Nasser Rabbat is the Aga Khan Professor and Director of the Aga Khan Program for Islamic Architecture at MIT. His interests include Islamic architecture, urban history, heritage studies, Arab history, contemporary Islamic art, and post-colonial criticism.

He teaches lecture courses on various aspects of Islamic architecture and seminars on Orientalism and colonialism; Issues in Islamic Urbanism; Historiography of Islamic Architecture; Late Antiquity and the foundation of Islamic architecture; Reading Ibn Khaldun; (Re)constructing Memory; Urbicide; and Balancing Globalism and Regionalism in Gulf.

He has received various awards and fellowships from the J. Paul Getty Center, Los Angeles; the Villa | Tatti, Florence; the American Academy in Rome; the Institut d'études avancées, Paris; the Annemarie Schimmel Kolleg, University of Bonn; the Radcliffe Institute for Advanced Study, Cambridge, MA; the American Research Center in Egypt (ARCE); the Institut Français d'Archéologie Orientale (IFAO), Cairo; and l'Institut du Monde Arabe (IMA), Paris. Professor Rabbat served as a member of the 2019 and the 2022 Aga Khan Award for Architecture Steering Committees.

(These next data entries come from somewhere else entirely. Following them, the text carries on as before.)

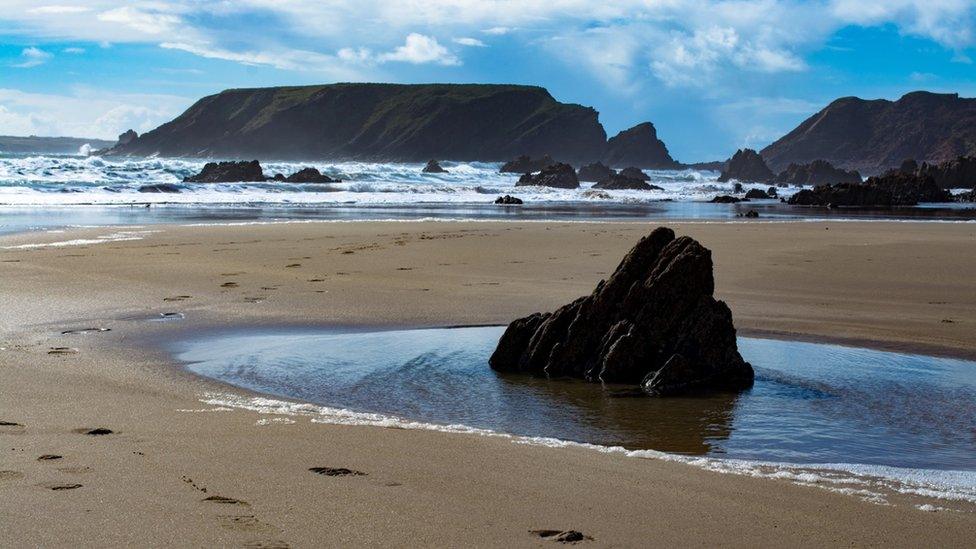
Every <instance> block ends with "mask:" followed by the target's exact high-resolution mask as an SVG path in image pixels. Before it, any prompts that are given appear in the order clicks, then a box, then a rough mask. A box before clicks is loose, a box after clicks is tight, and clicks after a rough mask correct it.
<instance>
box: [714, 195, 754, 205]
mask: <svg viewBox="0 0 976 549" xmlns="http://www.w3.org/2000/svg"><path fill="white" fill-rule="evenodd" d="M748 201H749V199H748V198H739V197H737V196H729V195H727V194H723V195H720V196H716V197H715V198H713V199H711V200H709V202H711V203H712V204H738V203H739V202H748Z"/></svg>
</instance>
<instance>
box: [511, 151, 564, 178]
mask: <svg viewBox="0 0 976 549" xmlns="http://www.w3.org/2000/svg"><path fill="white" fill-rule="evenodd" d="M555 163H556V161H555V160H553V159H552V157H551V156H549V155H548V154H546V155H543V156H541V157H539V158H531V157H529V156H527V155H524V154H523V155H522V156H519V157H518V158H516V159H514V160H509V161H508V162H506V163H504V164H502V169H500V170H498V171H499V172H501V173H532V172H538V171H541V170H542V169H543V168H547V167H549V166H552V165H553V164H555Z"/></svg>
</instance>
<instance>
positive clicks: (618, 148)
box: [603, 122, 679, 170]
mask: <svg viewBox="0 0 976 549" xmlns="http://www.w3.org/2000/svg"><path fill="white" fill-rule="evenodd" d="M603 160H604V161H605V162H606V163H607V164H609V165H611V166H642V167H644V168H651V169H662V170H675V169H678V167H679V164H678V163H677V162H675V161H674V159H673V158H671V155H670V154H669V153H668V148H667V147H666V146H665V145H664V142H663V141H661V140H660V139H658V138H657V130H656V129H655V128H654V124H651V123H650V122H644V123H642V124H638V125H636V126H634V127H633V128H630V129H628V130H624V131H622V132H620V133H618V134H617V135H615V136H614V137H611V138H610V139H609V140H608V141H607V152H606V153H605V154H604V155H603Z"/></svg>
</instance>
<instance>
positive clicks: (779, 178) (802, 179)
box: [773, 160, 862, 186]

Professor Rabbat has published numerous articles and several books on topics ranging from Mamluk architecture to Antique Syria, 19th century Cairo, Orientalism, and urbicide. His most recent books are Writing Egypt: Al-Maqrizi and His Historical Project (2023); Nasser Rabbat: Critical Encounters (2023); and 'Imarat al-Mudun al-Mayyita (The Architecture of the Dead Cities) (2018). His co-edited book, Construction as Destruction: The Case of Syria will be published in 2024. He is currently editing a book on the cultural history of Syria, tentatively entitled, Syria: The Land Where Cultures Met, and writing a history of Mamluk Cairo.